Mr Davis's warning to the Prime Minister that the Government risks being stuck with the perception that they are "out of touch" may already be too late. It certainly seems to be in Scotland, where simply calling someone a Tory is sufficient to invalidate any argument he makes. Why, last week it was even said in the comments section beneath this column online (though, as a matter of record, I'm not a member of the Conservative Party, and when at university, I spoke for the Distributists, not the Tories).

It is, however, an unhealthy state of affairs when no political party can make the case for a society based on individual liberty, social responsibility and classically liberal economics – notions which many of the population, even north of the Border, happen to support. The whole point of Mr Cameron was, it was claimed, his ability to "detoxify" the Conservative Party, so that the electorate would feel it could effectively represent these priorities. Instead, the higher reaches of his government could almost be the embodiment of the killer argument that these are the "same old Tories".

The perception that this is a Cabinet of millionaires, firmly in the pocket of other millionaires, is, as Mr Davis points out, profoundly damaging. The party's natural supporters, and those whom it needs to woo, are from that section of the electorate usually described as "striving" or "aspirational". It is the group that Ed Miliband effectively describes as "the squeezed middle", since the Labour Party needs their support, too.

And it is not merely presentational. The direction of too much of Government policy reinforces the impression that it is out of touch with those voters. These are the people who would like to be in the higher tax bracket, but by dint of earning more, not because George Osborne has lowered the threshold of the basic rate. They are worried that their children can't get a job, or buy a house. They are baffled that the Government is banging on about same-sex marriage, subsidies for wind farms, the power to spy on internet traffic and minimum alcohol pricing but doing nothing for families who now need a second mortgage to buy a first-class stamp or fill the car (if they can find a filling station with any petrol left).

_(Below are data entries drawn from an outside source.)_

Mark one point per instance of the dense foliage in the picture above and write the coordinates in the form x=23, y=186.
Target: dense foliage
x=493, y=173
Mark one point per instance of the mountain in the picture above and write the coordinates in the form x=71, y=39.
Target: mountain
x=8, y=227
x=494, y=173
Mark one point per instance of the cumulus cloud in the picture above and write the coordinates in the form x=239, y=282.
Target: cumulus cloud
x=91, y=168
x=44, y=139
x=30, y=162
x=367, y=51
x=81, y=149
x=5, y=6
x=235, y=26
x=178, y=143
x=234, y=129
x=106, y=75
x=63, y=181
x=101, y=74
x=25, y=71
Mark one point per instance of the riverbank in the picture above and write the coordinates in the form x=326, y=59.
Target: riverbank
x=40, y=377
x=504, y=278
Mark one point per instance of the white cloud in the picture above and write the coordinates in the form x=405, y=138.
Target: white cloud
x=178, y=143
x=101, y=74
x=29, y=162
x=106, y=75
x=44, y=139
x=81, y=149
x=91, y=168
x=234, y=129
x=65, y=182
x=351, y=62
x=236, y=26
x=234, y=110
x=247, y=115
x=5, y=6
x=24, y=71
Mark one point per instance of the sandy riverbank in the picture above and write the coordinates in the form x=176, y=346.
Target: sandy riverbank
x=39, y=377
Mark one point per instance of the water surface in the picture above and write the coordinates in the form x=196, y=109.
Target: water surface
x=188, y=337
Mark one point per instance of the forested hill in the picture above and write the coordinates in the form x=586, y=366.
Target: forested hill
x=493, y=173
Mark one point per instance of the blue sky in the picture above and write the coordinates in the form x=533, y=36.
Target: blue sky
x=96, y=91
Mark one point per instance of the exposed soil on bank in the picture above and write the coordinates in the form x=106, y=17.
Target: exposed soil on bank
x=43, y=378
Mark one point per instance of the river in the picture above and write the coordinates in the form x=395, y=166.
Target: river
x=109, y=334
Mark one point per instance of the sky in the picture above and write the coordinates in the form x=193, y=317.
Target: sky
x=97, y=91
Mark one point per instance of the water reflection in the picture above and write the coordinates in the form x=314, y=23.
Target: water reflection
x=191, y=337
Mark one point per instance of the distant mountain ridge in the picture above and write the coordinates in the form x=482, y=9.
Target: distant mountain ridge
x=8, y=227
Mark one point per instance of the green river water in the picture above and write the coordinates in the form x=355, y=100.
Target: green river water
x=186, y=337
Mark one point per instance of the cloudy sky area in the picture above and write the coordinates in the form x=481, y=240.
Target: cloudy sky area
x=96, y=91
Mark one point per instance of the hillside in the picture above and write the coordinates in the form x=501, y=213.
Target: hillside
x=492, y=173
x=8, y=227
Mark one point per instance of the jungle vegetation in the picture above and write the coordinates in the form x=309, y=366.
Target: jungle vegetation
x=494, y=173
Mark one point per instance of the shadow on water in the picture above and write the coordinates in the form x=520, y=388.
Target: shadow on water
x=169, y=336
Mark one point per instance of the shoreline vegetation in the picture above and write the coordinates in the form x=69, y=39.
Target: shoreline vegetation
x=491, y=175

In a few areas – education, welfare reform, foreign policy – things are progressing in line with these voters' instincts. But in others, the Government is actually doing the opposite of what it proposed. Anyone who voted Conservative because of the party's manifesto commitments on the countryside, a referendum on the EU, the promise to reduce public spending or Mr Davis's plans to reintroduce the civil liberties which were trampled underfoot during Labour's time in office has a right to feel disappointed.

The Prime Minister may feel that he can get away with the vast gulf between the priorities and lifestyles of his Cabinet colleagues and those of ordinary middle-class voters because the public perception of the Labour leader is even worse. "Out-of-touch toff millionaire" may not be a great label, but it's better than "born loser who couldn't run a bath". But it's a dangerous thing to pin his hopes on. If the Conservatives, under Mr Cameron's "modernisation" process, can learn from Blairite techniques of spin and party management, Labour could as easily imitate the Tories' ruthlessness in getting shot of useless leaders.

It begins to look as if the Conservatives have learnt very little, either from their extinction in Scotland or from the agonising years in the wilderness at Westminster, rethinking and restructuring their "brand".

It was easy to claim that the party would handle the economy better than Gordon Brown, but – unbelievably – public spending is actually still going up. What is the point of making a huge deal about supporting the NHS and ringfencing its funding, and then making such a colossally ham-fisted job of introducing reforms in England which practically no-one can understand, but which they predictably assume will amount to privatisation? What has happened to those (rather good) plans for greatly increased localism, devolution of powers to the grassroots, encouraging voluntary groups? There is no point in yakking about the Big Society at the same time as capping tax relief on donations to charities.

One of the public's great frustrations with politicians of all parties is that they say one thing, but do another. Mr Cameron's real problem is not just that his opponents, and his potential supporters, assume he and his pals from Notting Hill are the "same old Tories"; it is also that those who did support the party's plans have noticed that his Government isn't introducing very many of them. Indeed, they think it isn't very Conservative at all. And while the Government may be hated because they look like Tories, they are certainly doomed if they don't start acting like Tories.